Lady Truesilver stiffened. No one should know that she was She whirled and fled, seeking her innermost bedchamber and a door she could slam between her and this intruder.

Who shed a dark helm as she sprang across the room like a panther and pounced, slamming Deleira Truesilver bruisingly to the floor and easily overpowering her in a chilling, steel-strong grip.

“Not so fast,” the intruder hissed, their faces almost touching. An eerie glow came from between the unfamiliar woman’s teeth. “Your death can be easily achieved, but I want what you know first.”

“And just how are you going to get that?” Lady Truesilver snarled defiantly, arching and struggling, trying to buck her attacker off.

“Like this,” Targrael replied, opening her mouth to reveal a glowing white gem on her tongue-before she forced Deleira Truesilver’s jaws open with iron-hard fingers, and kissed her.

A flash of light erupted as their tongues met that Deleira Truesilver felt, like a silent roar of surf crashing through her very bones, and she felt the cold, somehow minty feeling of magic awakening within her.

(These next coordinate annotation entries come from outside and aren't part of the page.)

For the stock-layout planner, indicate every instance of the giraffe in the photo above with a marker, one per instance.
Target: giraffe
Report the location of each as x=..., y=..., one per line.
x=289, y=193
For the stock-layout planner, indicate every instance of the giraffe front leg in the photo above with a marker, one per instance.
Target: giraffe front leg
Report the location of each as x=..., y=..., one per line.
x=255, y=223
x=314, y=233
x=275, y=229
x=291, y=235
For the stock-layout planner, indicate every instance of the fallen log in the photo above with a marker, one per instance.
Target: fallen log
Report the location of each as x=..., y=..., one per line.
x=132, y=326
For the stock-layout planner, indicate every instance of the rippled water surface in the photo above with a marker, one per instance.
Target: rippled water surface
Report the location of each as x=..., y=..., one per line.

Her attacker was now more than a stronger, colder body than hers, holding her down. There was another mind in hers, a dark and looming presence growing larger and closer.

Lady Truesilver did not hear the words that Targrael spoke then so much as she felt them.

“The royal magicians of Cormyr left some very interesting magics hidden around the palace. This was the one that most interested me.”

Enthralled and helpless, Deleira Truesilver couldn’t move or speak as the dark malice of her foe’s cruel, hostile mind flooded into hers, drowning her in shivering darkness…

The Horngate, of course, was locked and barred for the night. The stone-faced guards there crisply informed Mirt that they had no intention whatsoever, short of the correct horncalls from the palace, or the king himself wagging “crown and scepter” in their faces, of opening it before morning.

“All Cormyreans know these rules,” one of them added sharply. “Climb down from there, man, and yield up to us your name, your business here, the land you hail from, your passengers-and their destination. Now.”

Mirt sighed. “I have my orders, an’ they don’t sit well with the ones ye’re giving me, man. So a little less of the ‘now,’ if ye don’t mind.”

“But I do mind, saer! Now, there are ten crossbows aimed at you, so I’m going to tell you agai-”

“If ye put a quarrel through any of my passengers,” Mirt roared, “ ‘tis yer lives as’ll be forfeit, idiot Dragons! Now, down bows, an’ pay heed to who’s stepping out of my coach!”

His shout rang back at him off the closed gates, and he sat down sweating, hoping very much he’d bought Elminster enough time to think of something.

Under him, the coach made the slight rocking that meant its door had been opened and someone was stepping down.